Celui-ci est d'ailleurs le compositeur de deux autres titres sur cet album
: Africa dream Again et Joker. Autre clin d'oeil à la France : la reprise d'un titre de Georges
Brassens, Il n'y a pas d'amour heureux.
Une
tournée européenne démarre le 31 octobre au festival des Docks du sud à
Marseille et passe le 10 novembre par l'Olympia de Paris où il est rejoint sur
scène par Pascal Obispo et Eric Serra, qu'il avait connu à ses débuts lors de
ses premiers spectacles parisiens avec Jacques Higelin au palais
omnisports de Paris Bercy.
Youssou
N'Dour fête Noël, comme chaque année à Dakar, par un grand concert au stade
Demba Diop.

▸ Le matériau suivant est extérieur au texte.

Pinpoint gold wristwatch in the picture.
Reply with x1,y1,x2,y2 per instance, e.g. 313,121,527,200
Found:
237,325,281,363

Toujours basé dans la capitale sénégalaise, le musicien a besoin de
se ressourcer chaque fois qu'il le peut dans son pays d'origine, et de
retrouver sa famille : sa femme Mamie Camara avec qui il est marié depuis
1990 et leurs quatre enfants.
En
mars, il doit entreprendre une grande tournée nord-américaine qui est
censée le mener dans 38 villes du 26 mars au 15 mai dans 38 villes, mais
il annonce le 7 mars l'annulation de celle-ci pour des raisons
politiques liées à son désaccord avec les Etats-Unis sur la crise irakienne. On
retrouve Youssou N'Dour le 31 mai sur la scène du Palais Omnisports de
Paris-Bercy. Le 9 août, c'est à Dakar qu'il recrée l'ambiance de la grande fête
parisienne.
Novembre
2003 voit la sortie sur le marché sénégalais d'une cassette intitulée Sant Allah, composée de morceaux acoustiques et
mystiques, éloignés de son répertoire habituel. Pour cela, il a fait appel à un
orchestre égyptien et à l'arrangeur Fati Salama. Musulman soufi, le
chanteur sénégalais prouve ainsi son attachement à ses racines, à la tradition
spirituelle héritée de sa mère tidiane et de son père mouride, à l’enseignement
des grands cheikhs marabout du Sénégal.
Le
22 mai 2004, Youssou N'Dour donne un grand bal à Paris-Bercy avec le Super
Etoile. En même temps, sort sur le marché international le disque Allah-Egypte, la version CD de Sant
Allah. Il joue ce nouveau répertoire au Festival des Musiques sacrées de
Fès, au Maroc (28 mai-5 Juin), puis entame une longue tournée américaine.